My children are indeed blessings. Each one a unique person with thoughts, ideas, preferences, interests and opinions. My eldest child is now 14 and that is quite scary.
Where has the time gone? Her recent birthday has filled me with sadness a bit, because I realise I am losing time with her. It has made me feel like I wish I could go back and do things again with her, but better. To be a better mum. I have learned so much over the years with her three younger siblings.
When she was young, I too was young and naive and I was easily influenced by other’s parenting ideas and techniques. I did things like leaving her to ‘settle herself’ in her cot, rapid return at bedtime and I feel bad. I think I was led to believe that if I didn’t train this tiny baby then she would always need me and she would never be able to be independent. What a lot of rubbish!
I have seen for myself that allowing a child time to just be with you, and to cuddle them when they need cuddled, and let them be with you as much as they need, actually gives them a secure feeling and they then feel that they can face the world more confidently, because they know I’m fully there for them. Distancing yourself from your child in the name of training a child to not need you does not do any good, I believe.
When she was a baby, I was a working, single parent. I needed her to sleep at certain times, to not have naps after a certain time to ensure she would sleep over night so I could be rested enough to survive my days a work. I needed her to fit around me, really.
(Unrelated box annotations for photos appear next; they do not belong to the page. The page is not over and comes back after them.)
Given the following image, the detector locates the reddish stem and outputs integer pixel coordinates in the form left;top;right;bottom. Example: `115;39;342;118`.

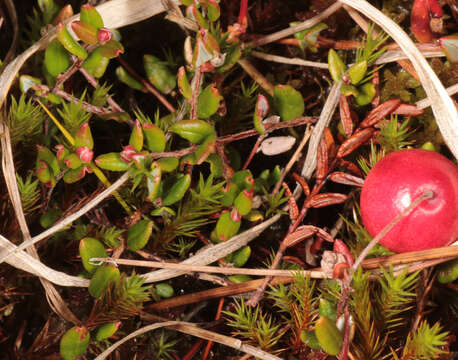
202;298;224;360
242;135;266;170
238;0;248;29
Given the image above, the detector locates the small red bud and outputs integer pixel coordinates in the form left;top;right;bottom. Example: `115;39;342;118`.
97;28;113;44
120;145;137;162
76;146;94;163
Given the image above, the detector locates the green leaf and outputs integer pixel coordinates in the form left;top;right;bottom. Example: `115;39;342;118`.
60;326;90;360
315;316;343;356
231;245;251;267
437;259;458;284
169;120;215;144
162;174;191;206
155;283;175;299
82;47;110;79
328;49;347;83
215;211;241;241
197;84;223;119
95;321;121;341
44;40;71;77
142;123;166;153
79;237;107;274
274;85;305;121
80;4;103;29
127;219;153;251
95;152;130;171
348;60;367;85
88;265;121;299
439;34;458;63
143;55;176;94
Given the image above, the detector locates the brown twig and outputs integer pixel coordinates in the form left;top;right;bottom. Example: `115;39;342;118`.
237;59;274;96
244;2;342;47
117;56;176;113
33;84;111;115
242;134;267;170
190;67;203;120
79;68;126;113
53;58;83;91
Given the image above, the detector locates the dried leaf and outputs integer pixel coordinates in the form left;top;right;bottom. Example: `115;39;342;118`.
308;193;348;208
315;138;328;182
284;225;319;247
393;104;425;116
329;171;364;187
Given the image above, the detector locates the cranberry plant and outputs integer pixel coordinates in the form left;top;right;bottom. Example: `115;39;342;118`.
0;0;458;360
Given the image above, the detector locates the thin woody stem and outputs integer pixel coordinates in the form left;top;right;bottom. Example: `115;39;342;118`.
351;190;434;272
117;56;176;112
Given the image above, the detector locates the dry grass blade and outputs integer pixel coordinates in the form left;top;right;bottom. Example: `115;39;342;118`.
294;83;340;181
0;119;79;324
91;258;324;279
3;0;19;64
143;214;281;283
95;321;281;360
340;0;458;159
245;2;342;47
0;235;89;287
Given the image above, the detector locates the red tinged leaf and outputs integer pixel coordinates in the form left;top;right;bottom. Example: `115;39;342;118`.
337;128;375;158
332;263;350;280
410;0;443;43
308;193;348;208
428;0;444;18
360;99;401;128
339;95;353;137
334;239;355;265
329;171;364;187
316;228;334;242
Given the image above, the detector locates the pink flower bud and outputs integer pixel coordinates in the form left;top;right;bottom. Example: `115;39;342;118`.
231;207;242;221
54;144;66;160
120;145;137;162
97;28;113;44
76;146;94;163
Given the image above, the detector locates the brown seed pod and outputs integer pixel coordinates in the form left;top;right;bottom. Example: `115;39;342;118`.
339;95;353;137
281;182;299;220
284;225;319;247
360;99;401;128
337;128;374;158
307;193;348;208
293;172;310;196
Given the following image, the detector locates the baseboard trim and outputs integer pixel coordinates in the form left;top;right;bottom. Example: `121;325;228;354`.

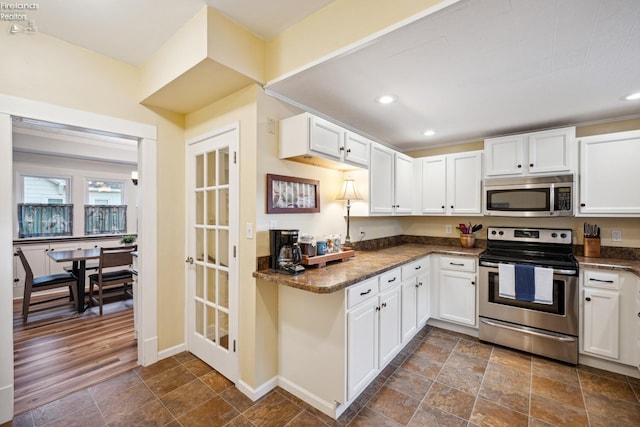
278;377;347;419
236;376;278;402
578;354;640;378
158;343;187;360
427;319;478;338
0;384;13;425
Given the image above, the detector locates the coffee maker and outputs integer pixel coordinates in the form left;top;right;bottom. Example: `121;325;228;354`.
269;230;304;274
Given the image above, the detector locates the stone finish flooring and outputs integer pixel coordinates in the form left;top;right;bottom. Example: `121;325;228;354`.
6;326;640;427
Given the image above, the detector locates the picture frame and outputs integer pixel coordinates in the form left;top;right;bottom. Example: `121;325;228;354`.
267;174;320;213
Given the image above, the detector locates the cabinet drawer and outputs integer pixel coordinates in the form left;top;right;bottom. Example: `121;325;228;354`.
347;277;378;309
583;271;620;290
378;268;402;292
402;258;429;281
440;256;476;273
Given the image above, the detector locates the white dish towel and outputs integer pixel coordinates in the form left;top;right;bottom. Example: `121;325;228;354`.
498;263;516;299
533;267;553;305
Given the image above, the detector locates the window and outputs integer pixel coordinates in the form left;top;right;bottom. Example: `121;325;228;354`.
18;175;73;238
87;180;124;205
84;180;127;235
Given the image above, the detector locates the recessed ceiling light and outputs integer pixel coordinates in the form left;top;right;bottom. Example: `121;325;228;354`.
378;95;396;104
625;92;640;101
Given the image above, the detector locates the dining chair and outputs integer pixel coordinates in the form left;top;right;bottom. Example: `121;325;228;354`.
16;248;78;323
89;245;137;316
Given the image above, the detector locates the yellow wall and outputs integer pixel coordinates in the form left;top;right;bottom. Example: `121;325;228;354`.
0;33;184;350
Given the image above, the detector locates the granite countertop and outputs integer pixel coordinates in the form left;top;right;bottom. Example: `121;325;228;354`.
576;256;640;277
253;244;484;294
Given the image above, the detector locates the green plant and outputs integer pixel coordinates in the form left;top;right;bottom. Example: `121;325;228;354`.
120;234;137;244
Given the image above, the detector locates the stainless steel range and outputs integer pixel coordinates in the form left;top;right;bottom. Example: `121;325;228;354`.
479;227;578;364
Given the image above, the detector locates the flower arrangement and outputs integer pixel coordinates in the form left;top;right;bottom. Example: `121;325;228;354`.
456;223;482;234
456;223;482;248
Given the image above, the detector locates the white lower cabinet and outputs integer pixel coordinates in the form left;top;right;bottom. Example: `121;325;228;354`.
438;256;477;326
402;257;430;342
347;296;378;400
580;269;639;366
278;266;428;418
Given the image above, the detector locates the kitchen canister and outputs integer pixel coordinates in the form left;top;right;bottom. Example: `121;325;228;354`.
316;240;327;255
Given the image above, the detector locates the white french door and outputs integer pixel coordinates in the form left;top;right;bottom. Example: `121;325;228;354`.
186;125;239;382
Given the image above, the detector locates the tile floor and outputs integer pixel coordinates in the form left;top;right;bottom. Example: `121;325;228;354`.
6;326;640;427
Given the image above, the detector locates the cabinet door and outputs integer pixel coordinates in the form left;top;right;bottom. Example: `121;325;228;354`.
422;156;447;215
439;270;476;326
347;298;378;400
447;151;482;215
369;144;394;214
527;128;575;174
579;131;640;215
416;272;431;328
344;132;371;169
582;288;620;359
378;285;402;368
309;117;344;160
402;277;418;342
484;135;524;176
394;153;415;213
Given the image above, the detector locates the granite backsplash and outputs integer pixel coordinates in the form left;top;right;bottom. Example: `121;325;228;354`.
256;235;640;271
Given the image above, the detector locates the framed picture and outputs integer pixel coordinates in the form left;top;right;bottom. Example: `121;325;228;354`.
267;174;320;213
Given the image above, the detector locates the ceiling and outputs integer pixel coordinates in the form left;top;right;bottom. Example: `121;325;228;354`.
15;0;640;151
267;0;640;151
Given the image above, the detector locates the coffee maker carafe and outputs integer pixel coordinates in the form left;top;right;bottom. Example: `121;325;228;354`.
269;230;304;274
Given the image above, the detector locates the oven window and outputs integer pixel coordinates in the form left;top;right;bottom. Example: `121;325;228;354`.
487;187;551;212
489;271;565;316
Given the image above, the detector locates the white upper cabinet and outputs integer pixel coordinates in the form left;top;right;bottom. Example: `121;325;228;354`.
369;144;414;215
280;113;371;170
484;127;576;176
419;151;482;215
578;131;640;216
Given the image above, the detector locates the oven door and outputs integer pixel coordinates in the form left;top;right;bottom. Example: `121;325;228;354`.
479;262;578;336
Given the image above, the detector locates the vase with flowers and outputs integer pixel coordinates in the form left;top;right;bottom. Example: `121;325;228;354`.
456;223;482;248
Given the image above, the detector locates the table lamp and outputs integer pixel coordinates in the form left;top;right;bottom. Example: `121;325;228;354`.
336;178;362;246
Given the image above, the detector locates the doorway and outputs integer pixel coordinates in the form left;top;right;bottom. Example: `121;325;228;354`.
0;95;158;422
186;125;239;383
I had to work, so that was the way it had to be at that time. With her three little brothers I have had the option of being at home with them. This is obviously a major factor in how I parent now. I had no choice with my daughter. It was tough love and surviving the days and the nights. Being able to be home full time now has meant I have time. Time to just be with them.
I don’t need them to be asleep by a certain time, or for them to stay in their own beds each night. I allowed them to sleep with me if they needed and now that they are a bit older, they choose to sleep in their own rooms with their own space. Of course they know if they need to sleep beside me, or for me to sit with them while they fall asleep, that’s fine too.
I know everyone’s circumstances are different, and I know probably lots of parents have feeling of guilt about things they did or didn’t do. At the risk of sounding like a well meaning old lady – the time does go so fast. Before you know it, your baby will be 14!